En l'absence de vote explicite par la loi et de caractère limitatif des crédits ouverts, le montant de dotation de la sécurité sociale peut être modifié par simple arrêté ministériel, sans requérir d'autorisation du Parlement et même, jusqu'en 2022, sans nécessiter d'en informer les commissions compétentes.
Cela a donné lieu à des manquements graves au principe d'information parlementaire, avec l'attribution par arrêté et sans information du Parlement de 4,8 Md€ de dotation exceptionnelle à Santé publique France en 2020. Sans remettre en question le bien-fondé des dépenses financées, les rapporteures soulignent qu'il aurait été impossible de procéder de la sorte pour un opérateur financé par l'État.
À rebours du droit budgétaire, une partie de ces dotations non votées par le Parlement ont même permis d'abonder le budget de l'État pour plus de 700 M€ en 2020 et 1,8 Md€ sur l'ensemble de la crise, via des fonds de concours.
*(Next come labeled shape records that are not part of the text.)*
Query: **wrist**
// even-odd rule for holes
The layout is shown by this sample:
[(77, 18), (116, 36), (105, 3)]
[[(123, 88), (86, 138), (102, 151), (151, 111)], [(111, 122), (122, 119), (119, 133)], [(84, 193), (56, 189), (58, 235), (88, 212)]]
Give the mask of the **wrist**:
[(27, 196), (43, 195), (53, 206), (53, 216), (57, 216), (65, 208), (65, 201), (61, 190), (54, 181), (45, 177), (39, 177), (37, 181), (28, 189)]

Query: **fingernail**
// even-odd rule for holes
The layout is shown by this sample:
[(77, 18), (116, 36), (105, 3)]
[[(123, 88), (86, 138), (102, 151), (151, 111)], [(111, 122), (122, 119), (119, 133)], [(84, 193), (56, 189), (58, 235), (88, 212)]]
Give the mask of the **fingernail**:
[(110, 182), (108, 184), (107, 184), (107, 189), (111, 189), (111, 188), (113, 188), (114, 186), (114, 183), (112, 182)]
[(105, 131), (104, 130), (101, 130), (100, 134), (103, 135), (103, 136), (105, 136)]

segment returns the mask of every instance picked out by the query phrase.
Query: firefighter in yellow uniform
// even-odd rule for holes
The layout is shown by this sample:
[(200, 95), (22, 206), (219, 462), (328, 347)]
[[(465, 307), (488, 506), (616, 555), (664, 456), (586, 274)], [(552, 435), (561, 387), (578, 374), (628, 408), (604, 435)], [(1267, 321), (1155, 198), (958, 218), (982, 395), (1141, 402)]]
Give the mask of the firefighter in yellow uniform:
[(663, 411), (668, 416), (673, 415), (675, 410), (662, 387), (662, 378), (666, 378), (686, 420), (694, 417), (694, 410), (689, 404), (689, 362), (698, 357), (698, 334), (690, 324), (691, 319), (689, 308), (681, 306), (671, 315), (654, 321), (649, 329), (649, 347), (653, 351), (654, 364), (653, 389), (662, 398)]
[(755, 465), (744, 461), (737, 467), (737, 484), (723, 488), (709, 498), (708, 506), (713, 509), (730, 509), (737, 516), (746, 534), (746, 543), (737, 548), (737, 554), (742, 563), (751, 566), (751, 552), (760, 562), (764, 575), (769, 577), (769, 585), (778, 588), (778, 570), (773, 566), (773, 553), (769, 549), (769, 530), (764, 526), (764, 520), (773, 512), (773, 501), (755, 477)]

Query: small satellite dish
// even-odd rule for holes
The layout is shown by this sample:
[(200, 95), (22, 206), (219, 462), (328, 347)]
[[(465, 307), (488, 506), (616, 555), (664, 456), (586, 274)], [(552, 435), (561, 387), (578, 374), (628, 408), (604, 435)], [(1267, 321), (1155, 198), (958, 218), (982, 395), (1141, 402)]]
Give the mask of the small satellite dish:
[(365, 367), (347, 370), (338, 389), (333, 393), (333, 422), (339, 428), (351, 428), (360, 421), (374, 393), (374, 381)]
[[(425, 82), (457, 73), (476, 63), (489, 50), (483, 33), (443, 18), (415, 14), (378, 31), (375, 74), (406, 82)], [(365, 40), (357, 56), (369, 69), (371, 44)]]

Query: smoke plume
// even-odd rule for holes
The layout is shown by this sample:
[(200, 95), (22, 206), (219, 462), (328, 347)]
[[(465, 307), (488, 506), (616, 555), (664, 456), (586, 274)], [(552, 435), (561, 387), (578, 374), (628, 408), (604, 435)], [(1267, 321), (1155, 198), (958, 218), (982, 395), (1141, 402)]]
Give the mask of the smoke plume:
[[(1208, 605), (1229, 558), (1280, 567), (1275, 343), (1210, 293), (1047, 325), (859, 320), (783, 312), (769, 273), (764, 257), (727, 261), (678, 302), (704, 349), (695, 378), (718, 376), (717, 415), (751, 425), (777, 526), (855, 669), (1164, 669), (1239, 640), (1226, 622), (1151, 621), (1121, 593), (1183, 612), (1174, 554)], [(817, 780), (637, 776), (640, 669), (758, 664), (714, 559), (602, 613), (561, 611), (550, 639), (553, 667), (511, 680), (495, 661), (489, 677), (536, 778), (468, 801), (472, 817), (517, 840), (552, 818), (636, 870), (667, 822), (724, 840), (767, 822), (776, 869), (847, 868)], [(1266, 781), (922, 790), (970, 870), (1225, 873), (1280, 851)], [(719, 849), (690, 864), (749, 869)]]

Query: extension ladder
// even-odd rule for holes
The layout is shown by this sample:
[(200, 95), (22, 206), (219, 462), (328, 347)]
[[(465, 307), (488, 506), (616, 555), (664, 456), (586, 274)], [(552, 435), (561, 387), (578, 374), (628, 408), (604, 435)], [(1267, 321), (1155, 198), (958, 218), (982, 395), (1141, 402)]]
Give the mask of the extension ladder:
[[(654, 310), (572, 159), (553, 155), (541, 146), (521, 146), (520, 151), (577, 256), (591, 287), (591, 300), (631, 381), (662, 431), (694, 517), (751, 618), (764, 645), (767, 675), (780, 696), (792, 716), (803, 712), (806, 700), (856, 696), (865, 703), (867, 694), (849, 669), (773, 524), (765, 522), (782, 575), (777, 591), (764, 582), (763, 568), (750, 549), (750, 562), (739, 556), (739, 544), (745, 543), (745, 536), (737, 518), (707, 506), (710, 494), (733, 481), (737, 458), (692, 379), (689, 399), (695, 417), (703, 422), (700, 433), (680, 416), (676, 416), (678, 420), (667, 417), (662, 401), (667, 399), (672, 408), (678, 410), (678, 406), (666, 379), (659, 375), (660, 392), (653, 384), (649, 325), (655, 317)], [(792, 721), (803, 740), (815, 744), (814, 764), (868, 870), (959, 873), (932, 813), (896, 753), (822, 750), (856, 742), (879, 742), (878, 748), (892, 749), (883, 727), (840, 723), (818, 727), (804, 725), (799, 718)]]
« Tous les Citoyens ont le droit de constater, par eux-mêmes ou par leurs représentants, la nécessité de la contribution publique, de la consentir librement d'en suivre l'emploi, et d'en déterminer la quotité, l'assiette, le recouvrement et la durée. » - Article 14 de la Déclaration des droits de l'Homme et du citoyen
Enfin, l'information à la disposition du public et des parlementaires étant bien moins complète en LFSS qu'en loi de finances, les transferts de subvention ont conduit à une perte brute d'information sur l'usage des deniers publics.